Civilization VI · PC Only
Console Commands & Debug Menu
Civ 6 doesn't have a traditional cheat console — no typing "add gold" or "spawn unit." What it does have is a limited debug menu, mainly meant for troubleshooting and screenshots, not gameplay cheats.
PC only None of this works on PlayStation, Xbox, Switch, or mobile — the debug menu requires editing a configuration file only available on the PC version.
How to Enable the Debug Menu
- Close Civilization VI if it's running.
- Navigate to
Documents\My Games\Sid Meier's Civilization VI. - Open
AppOptions.txt in a text editor (make a backup copy first). - Find the line
EnableDebugMenu 0 and change it to EnableDebugMenu 1. - Save the file and launch the game.
In-game, press the tilde key (~) to open the console bar.

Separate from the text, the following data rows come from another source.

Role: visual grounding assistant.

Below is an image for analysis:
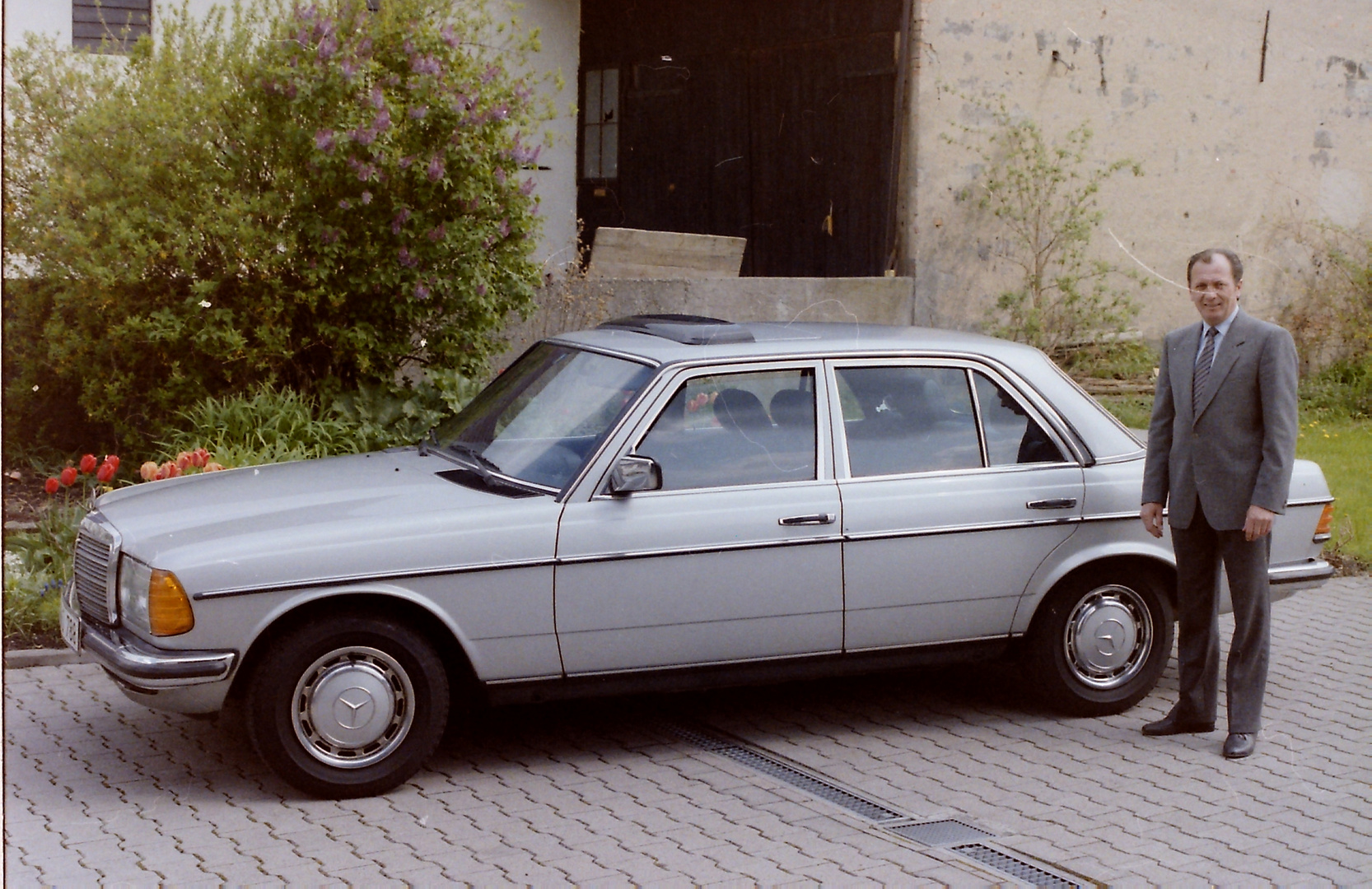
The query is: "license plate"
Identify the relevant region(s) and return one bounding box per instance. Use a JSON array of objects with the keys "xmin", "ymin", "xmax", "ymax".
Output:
[{"xmin": 62, "ymin": 582, "xmax": 81, "ymax": 653}]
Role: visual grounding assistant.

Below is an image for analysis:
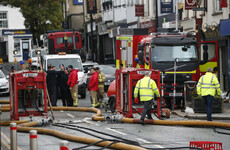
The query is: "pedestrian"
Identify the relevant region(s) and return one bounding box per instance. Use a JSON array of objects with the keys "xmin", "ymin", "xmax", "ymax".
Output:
[
  {"xmin": 95, "ymin": 67, "xmax": 107, "ymax": 106},
  {"xmin": 134, "ymin": 71, "xmax": 160, "ymax": 125},
  {"xmin": 197, "ymin": 68, "xmax": 221, "ymax": 121},
  {"xmin": 11, "ymin": 66, "xmax": 15, "ymax": 72},
  {"xmin": 60, "ymin": 67, "xmax": 73, "ymax": 106},
  {"xmin": 67, "ymin": 65, "xmax": 78, "ymax": 107},
  {"xmin": 88, "ymin": 68, "xmax": 98, "ymax": 107},
  {"xmin": 57, "ymin": 64, "xmax": 66, "ymax": 106},
  {"xmin": 46, "ymin": 64, "xmax": 57, "ymax": 106}
]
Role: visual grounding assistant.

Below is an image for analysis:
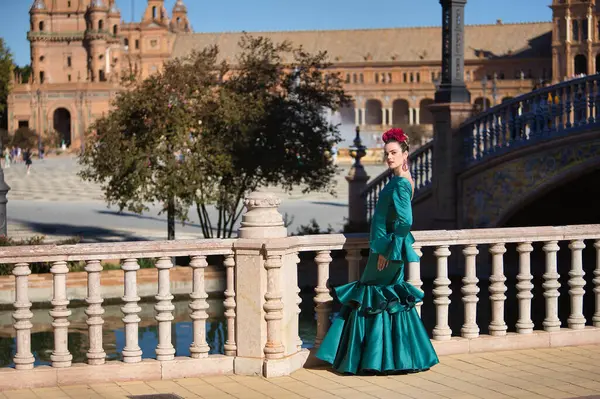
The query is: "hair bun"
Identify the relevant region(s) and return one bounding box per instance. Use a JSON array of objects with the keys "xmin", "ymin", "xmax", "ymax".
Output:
[{"xmin": 381, "ymin": 127, "xmax": 408, "ymax": 144}]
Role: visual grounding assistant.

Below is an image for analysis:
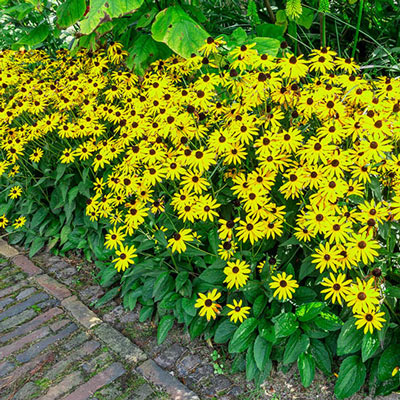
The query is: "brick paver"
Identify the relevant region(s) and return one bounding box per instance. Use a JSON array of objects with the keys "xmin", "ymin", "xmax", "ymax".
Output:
[{"xmin": 0, "ymin": 247, "xmax": 198, "ymax": 400}]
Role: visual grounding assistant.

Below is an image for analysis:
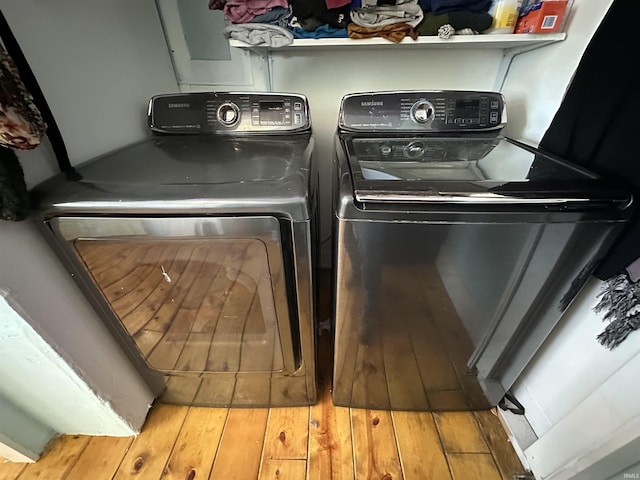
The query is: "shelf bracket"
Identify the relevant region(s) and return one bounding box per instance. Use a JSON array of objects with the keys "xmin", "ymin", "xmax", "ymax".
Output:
[
  {"xmin": 248, "ymin": 47, "xmax": 273, "ymax": 92},
  {"xmin": 493, "ymin": 40, "xmax": 555, "ymax": 92}
]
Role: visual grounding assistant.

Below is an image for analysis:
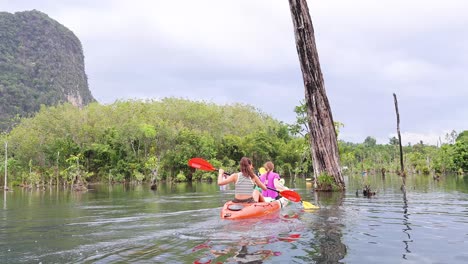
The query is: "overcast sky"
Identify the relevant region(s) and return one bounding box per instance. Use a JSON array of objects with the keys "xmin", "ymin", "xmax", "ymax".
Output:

Two small arrows let you access the console log and the Debug View menu.
What the Commands Actually Do
The list is short, and only two commands have a real gameplay effect:
Reveal All — removes the fog of war from the entire map. Explore All — marks the entire map as explored. Help All — lists every available console command.
The Debug View menu itself is mostly diagnostic — frame rate and VRAM statistics, a time-of-day slider (useful for screenshots), camera position readouts, and Lua script information. None of it adds resources, completes production, or spawns units.
FireTuner — The Real Developer Tool
For anything beyond map reveal, Firaxis's actual internal tool is FireTuner, distributed free through Steam as part of the "Sid Meier's Civilization VI Development Tools." It connects to a running game session and can inspect game state, run Lua snippets, and interact with units, cities, and players directly — genuinely useful for testing a mod or reproducing a bug, but it's a raw developer tool, not a curated cheat menu, and isn't intended for use on a save you care about.
If You Actually Want Gameplay Cheats
Since the built-in console doesn't provide them, players looking for actual gameplay cheats (free resources, instant production, and similar) generally use one of two routes instead: a Steam Workshop mod built specifically for this purpose (search "cheat menu" on the Workshop — quality and maintenance vary, so check when a mod was last updated), or a third-party trainer program. We'd recommend caution with trainers specifically — running any external executable against your game carries real risk, and we can't vouch for the safety of any particular one.